On a Motzei Shabbat earlier this year in the Jerusalem neighborhood of Ramat Eshkol, a 5-month-old baby suffered an anaphylactic shock, a life-threatening allergic reaction. The parents of the infant quickly called for assistance, and Ari Odzer, an immigrant from New York and United Hatzalah volunteer EMT who lives in the same building, quickly made his way to the apartment, just five floors down.

Upon arriving at the scene, Ari inspected the child and found a major rash on her back as well as low blood pressure, rapid heartbeat, and difficulty breathing, all symptoms of anaphylaxis.

The American-born EMT immediately took out the lifesaving EpiPen device from his medical kit and pricked the baby to administer the dose of adrenaline.

“The child’s condition improved quickly and she regained her normal appearance,” he recounted after the incident. “I then held the baby, while the mother was getting ready to go to the hospital. While she threw up several times on me, it was all worth it for me, knowing that I had just helped save her life.”

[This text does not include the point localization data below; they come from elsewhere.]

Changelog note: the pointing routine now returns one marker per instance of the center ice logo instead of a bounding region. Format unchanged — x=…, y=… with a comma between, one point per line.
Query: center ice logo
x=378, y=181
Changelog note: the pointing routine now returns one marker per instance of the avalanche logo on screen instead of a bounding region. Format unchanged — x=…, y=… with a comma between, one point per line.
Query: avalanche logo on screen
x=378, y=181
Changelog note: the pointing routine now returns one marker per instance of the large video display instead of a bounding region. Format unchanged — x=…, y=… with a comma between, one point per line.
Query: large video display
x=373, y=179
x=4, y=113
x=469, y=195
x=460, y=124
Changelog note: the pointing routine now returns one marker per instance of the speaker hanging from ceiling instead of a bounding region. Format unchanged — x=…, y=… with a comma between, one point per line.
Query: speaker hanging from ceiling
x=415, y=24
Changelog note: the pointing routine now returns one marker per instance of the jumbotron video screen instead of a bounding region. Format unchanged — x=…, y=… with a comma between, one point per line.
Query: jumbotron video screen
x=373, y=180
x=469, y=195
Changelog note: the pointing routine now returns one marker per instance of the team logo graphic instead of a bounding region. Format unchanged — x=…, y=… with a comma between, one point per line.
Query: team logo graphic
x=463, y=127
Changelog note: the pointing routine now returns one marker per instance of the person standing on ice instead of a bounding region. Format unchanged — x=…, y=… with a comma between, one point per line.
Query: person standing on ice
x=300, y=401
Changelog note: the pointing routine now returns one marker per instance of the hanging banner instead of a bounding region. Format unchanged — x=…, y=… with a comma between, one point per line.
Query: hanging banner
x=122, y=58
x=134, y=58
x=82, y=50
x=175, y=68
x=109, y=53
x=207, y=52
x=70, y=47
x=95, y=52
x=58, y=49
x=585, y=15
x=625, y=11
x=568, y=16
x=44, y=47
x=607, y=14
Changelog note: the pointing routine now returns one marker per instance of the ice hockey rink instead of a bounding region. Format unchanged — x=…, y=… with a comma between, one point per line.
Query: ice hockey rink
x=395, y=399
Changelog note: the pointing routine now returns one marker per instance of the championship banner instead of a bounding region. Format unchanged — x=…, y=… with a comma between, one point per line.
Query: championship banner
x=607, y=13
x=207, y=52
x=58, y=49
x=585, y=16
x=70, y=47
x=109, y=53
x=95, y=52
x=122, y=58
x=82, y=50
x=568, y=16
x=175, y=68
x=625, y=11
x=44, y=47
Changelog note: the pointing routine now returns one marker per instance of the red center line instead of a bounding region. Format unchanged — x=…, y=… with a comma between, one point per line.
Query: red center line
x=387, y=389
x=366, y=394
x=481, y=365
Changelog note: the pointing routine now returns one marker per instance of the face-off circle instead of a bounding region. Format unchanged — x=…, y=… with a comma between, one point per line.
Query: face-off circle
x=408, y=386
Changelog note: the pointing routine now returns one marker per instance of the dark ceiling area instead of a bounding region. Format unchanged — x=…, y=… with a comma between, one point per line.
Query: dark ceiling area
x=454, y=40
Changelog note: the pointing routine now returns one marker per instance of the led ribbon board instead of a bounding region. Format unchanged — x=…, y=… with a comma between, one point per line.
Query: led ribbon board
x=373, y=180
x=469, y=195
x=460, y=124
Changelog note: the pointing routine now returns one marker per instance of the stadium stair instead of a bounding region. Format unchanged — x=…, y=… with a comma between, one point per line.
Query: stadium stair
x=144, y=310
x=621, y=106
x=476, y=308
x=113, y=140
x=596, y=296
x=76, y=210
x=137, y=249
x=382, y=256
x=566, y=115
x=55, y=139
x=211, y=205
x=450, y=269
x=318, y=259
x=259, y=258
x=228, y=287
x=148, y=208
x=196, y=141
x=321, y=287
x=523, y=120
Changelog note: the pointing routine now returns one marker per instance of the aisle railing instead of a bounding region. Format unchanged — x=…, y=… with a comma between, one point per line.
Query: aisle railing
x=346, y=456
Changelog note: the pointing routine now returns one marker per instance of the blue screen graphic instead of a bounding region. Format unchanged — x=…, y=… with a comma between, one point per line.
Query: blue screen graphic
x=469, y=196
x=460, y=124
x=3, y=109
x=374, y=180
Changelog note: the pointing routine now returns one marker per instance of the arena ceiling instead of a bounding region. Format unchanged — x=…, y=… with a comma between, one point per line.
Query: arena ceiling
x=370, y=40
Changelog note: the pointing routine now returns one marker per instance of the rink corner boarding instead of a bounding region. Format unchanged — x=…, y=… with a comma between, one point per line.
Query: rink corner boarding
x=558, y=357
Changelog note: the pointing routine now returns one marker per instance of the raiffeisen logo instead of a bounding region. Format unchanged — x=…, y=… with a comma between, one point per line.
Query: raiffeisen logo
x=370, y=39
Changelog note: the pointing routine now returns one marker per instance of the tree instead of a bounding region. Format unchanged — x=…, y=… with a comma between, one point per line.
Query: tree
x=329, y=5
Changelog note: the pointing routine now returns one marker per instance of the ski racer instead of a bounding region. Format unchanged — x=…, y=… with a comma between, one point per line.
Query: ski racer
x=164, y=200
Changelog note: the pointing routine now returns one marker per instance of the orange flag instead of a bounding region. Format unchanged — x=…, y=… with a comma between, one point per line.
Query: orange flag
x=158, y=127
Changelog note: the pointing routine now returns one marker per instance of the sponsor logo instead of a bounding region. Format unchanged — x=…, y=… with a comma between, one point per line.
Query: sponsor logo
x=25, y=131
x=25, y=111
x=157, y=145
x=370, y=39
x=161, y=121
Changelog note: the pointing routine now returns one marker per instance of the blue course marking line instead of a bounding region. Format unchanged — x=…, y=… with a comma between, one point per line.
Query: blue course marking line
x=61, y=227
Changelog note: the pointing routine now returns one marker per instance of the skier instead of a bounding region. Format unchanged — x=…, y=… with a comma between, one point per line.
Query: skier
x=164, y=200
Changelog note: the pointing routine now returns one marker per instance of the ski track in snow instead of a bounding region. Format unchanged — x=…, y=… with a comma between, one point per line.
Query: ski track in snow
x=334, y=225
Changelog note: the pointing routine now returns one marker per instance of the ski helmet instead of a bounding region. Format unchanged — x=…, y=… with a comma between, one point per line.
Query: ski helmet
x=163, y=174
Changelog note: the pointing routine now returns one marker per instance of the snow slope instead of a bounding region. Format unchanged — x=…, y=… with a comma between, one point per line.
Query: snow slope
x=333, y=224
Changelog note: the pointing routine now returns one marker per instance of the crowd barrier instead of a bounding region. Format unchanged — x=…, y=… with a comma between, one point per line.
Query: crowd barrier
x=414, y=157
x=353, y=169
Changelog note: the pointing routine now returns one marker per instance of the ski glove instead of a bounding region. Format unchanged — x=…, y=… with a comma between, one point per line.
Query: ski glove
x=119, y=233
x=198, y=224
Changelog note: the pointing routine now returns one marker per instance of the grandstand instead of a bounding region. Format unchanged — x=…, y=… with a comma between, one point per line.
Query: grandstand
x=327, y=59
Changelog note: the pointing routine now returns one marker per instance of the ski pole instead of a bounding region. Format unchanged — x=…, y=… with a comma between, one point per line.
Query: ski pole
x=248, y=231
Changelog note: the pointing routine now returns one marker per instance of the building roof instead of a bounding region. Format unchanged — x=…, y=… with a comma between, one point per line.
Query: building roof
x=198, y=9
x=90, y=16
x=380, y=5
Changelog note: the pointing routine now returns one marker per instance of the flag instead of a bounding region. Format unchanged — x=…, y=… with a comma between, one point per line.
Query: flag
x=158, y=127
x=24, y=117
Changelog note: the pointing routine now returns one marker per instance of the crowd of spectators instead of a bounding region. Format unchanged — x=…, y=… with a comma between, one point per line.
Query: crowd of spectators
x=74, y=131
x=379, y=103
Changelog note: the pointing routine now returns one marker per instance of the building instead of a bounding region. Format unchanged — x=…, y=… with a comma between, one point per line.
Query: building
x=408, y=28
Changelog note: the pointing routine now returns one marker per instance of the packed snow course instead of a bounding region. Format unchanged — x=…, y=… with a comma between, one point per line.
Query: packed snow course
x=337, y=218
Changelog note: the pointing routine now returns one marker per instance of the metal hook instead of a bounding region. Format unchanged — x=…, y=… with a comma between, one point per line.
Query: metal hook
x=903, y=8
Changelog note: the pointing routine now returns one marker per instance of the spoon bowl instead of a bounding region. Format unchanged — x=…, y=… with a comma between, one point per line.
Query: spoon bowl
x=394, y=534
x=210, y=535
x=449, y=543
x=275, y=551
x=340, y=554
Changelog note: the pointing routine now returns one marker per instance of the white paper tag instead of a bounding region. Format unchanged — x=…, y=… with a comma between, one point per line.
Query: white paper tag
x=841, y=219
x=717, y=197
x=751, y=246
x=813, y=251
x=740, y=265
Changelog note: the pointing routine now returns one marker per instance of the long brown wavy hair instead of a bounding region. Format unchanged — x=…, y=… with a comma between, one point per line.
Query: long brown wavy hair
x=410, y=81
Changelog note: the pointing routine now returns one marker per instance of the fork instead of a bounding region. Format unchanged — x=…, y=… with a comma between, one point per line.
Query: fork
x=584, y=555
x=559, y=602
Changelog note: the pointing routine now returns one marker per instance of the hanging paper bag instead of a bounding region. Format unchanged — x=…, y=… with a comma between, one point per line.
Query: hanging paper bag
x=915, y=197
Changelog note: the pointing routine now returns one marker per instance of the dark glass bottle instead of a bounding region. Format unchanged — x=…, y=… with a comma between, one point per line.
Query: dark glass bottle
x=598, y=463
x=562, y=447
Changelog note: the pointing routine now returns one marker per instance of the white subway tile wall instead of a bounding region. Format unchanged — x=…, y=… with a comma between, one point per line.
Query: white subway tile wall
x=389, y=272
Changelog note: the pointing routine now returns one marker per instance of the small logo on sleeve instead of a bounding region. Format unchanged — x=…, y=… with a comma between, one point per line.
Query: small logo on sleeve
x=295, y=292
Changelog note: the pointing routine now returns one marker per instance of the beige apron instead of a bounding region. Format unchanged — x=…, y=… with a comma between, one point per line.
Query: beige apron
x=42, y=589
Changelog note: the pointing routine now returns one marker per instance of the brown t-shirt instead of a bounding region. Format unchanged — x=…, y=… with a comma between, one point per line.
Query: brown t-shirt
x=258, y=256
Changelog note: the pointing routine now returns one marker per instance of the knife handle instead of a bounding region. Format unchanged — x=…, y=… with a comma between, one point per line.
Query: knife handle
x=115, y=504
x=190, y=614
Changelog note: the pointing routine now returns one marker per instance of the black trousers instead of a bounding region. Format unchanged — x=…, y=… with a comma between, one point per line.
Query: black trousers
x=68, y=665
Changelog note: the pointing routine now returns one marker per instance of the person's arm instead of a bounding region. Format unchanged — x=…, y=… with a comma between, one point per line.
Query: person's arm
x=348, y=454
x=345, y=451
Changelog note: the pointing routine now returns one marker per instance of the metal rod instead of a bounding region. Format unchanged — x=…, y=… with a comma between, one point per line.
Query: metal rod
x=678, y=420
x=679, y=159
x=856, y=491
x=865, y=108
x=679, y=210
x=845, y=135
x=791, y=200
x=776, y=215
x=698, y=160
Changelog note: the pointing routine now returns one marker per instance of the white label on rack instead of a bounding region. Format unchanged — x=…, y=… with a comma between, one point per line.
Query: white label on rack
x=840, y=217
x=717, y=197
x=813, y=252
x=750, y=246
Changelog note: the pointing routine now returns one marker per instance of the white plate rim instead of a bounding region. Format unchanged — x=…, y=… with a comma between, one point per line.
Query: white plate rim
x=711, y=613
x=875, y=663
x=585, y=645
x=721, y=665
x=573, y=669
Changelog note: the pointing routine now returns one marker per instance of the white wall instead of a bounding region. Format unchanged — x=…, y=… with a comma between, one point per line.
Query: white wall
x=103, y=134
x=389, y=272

After an ambulance arrived several minutes later, the infant was transported with her mother to the hospital for further treatment. She has since returned home and is in good health.

Ari, who is studying social work in Jerusalem through a Yeshiva University program, added: “It’s a privilege to be able to help save a baby’s life and even more so in my own building. It’s my first time using an EpiPen in a real-life situation, and thank God it all worked out for the best since I had received the device just two days earlier.”

Reflecting on his volunteer work, the EMT concluded: “I decided to volunteer with United Hatzalah about two years ago after being inspired by my mother, who volunteers with the organization in the Woman’s Unit. We have since been on several calls together, saving lives and delivering babies, and it’s an incredible feeling. Being able to be there for people in these emergencies is one of the greatest honors of my life.”